Writing DeepChemic Code

One challenge for new DeepChem developers can be figuring out how to write “DeepChemic” code; that is, code which matches DeepChem’s styles and conventions. I’m writing up this issue to attempt to document some of DeepChem’s underlying conventions:

  • Follow the Abstract Superclasses: DeepChem uses abstract superclasses to organize its codebase. These are classes like Featurizer, Transformer, Dataset, Model, etc. These abstract superclasses encapsulate common APIs that are followed across all featurizers/transformers/etc. When adding new functionality to DeepChem, first see if your functionality matches one of our existing abstract classes. If so, make a concrete subclass of the abstract superclass. For example, suppose you have a new fluid mechanics featurizer. You’d then want to make a FluidFeaturizer subclass of the abstract Featurizer. Note that sometimes we have a hierarchy of abstract superclasses. MolecularFeaturizer inherits from Featurizer and concrete classes like CircularFingerprint inherit from MolecularFeaturizer.
  • Use DeepChem Datastructures: DeepChem has a couple of core data structure classes (DiskDataset, NumpyDataset, ImageDataset) that tie the library together. Most DeepChem APIs operate on these core datastructures. Learn these datastructures carefullly and use them to good effect in your code
  • Avoid Adding New Conventions: Each new conventions you add to DeepChem creates additional cognitive burden for users. Ask if your new feature is really so unique that it can’t be massaged into an existing DeepChem abstraction. If necessary work to expand the DeepChem abstract superclasses to become more general rather than making a special on-off subclass. As a concrete example, suppose you are working with another library (such as HuggingFace) which follows conventions that don’t match DeepChem’s. In this case, we would work to expand DeepChem abstractions to encompass HF’s abstractions rather than one-off using HF abstractions/conventions to the codebase.
  • Unity of Design: The broad goal of DeepChem is to enable AI powered science (see Making DeepChem a Better Framework for AI-Driven Science).

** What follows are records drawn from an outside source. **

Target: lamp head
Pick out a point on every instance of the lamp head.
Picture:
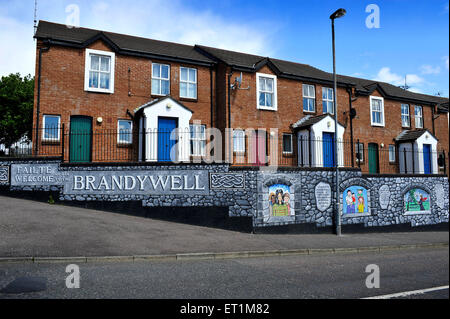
(338, 14)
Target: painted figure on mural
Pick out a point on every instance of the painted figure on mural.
(355, 200)
(272, 201)
(350, 203)
(279, 201)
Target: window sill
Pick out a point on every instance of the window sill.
(188, 99)
(90, 90)
(124, 145)
(261, 108)
(49, 142)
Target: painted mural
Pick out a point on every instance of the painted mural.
(417, 201)
(355, 200)
(280, 201)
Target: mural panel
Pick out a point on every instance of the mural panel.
(280, 201)
(355, 200)
(417, 201)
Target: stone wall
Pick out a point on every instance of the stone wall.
(245, 191)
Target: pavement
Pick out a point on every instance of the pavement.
(35, 230)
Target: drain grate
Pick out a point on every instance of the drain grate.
(25, 285)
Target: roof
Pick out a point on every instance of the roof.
(203, 55)
(412, 135)
(309, 121)
(123, 43)
(151, 103)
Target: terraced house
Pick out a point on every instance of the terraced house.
(107, 97)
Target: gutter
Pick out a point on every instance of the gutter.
(38, 100)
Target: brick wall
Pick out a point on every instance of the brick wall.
(62, 90)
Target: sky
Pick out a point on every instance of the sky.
(411, 39)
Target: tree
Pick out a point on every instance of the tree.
(16, 108)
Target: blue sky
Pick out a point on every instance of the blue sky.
(412, 41)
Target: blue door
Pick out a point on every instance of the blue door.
(427, 158)
(165, 144)
(328, 150)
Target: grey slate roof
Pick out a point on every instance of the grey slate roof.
(208, 55)
(59, 32)
(309, 121)
(412, 135)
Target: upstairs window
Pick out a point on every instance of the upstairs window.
(238, 141)
(328, 100)
(160, 79)
(418, 116)
(125, 132)
(267, 91)
(309, 98)
(377, 111)
(405, 116)
(51, 128)
(287, 144)
(188, 83)
(359, 152)
(198, 140)
(99, 71)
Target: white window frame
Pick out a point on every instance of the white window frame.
(160, 79)
(122, 142)
(391, 160)
(310, 97)
(197, 140)
(56, 128)
(328, 100)
(361, 152)
(274, 106)
(87, 69)
(241, 141)
(189, 82)
(404, 115)
(372, 98)
(418, 117)
(292, 143)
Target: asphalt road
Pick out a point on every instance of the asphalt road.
(29, 228)
(314, 276)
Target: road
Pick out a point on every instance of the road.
(313, 276)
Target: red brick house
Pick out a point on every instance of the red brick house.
(119, 97)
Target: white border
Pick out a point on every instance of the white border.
(151, 80)
(188, 82)
(118, 133)
(87, 63)
(275, 95)
(58, 128)
(382, 106)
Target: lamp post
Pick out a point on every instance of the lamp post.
(336, 15)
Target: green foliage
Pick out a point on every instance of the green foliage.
(16, 107)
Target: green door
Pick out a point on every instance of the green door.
(373, 158)
(80, 139)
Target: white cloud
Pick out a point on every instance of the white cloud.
(157, 19)
(429, 69)
(385, 75)
(17, 55)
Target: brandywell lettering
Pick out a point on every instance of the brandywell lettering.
(137, 183)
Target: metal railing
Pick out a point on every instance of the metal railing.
(253, 149)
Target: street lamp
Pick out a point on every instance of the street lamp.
(336, 15)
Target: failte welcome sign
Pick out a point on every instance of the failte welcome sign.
(117, 182)
(138, 182)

Ask how your feature fits into this broader goal? Ideally functionality you add should be broad and multipurpose, suitable for addressing multiple classes of problems.
  • Avoid Breaking APIs: To the degree possible avoid breaking an existing API. If you absolutely need to change an API, you must deprecate the changed feature and maintain backwards compatibility for at least a major release cycle.
  • Follow Good Engineering Practices: DeepChem code is intended to be production stable and usable by a broad range of users. For us to meet our goal, we follow Python engineering best practices including type annnotations, extensive unit tests, flake8, detailed docstrings and more. Imagine that a maintainer 5 years from now who has never met you has to understand your code. How can you help them?

If you have more thoughts on what constitutes DeepChemic code, please chime on this thread! I’ve written up some of my first thoughts but there are likely a lot of DeepChemic concepts I’m still missing given the size and breadth of the codebase.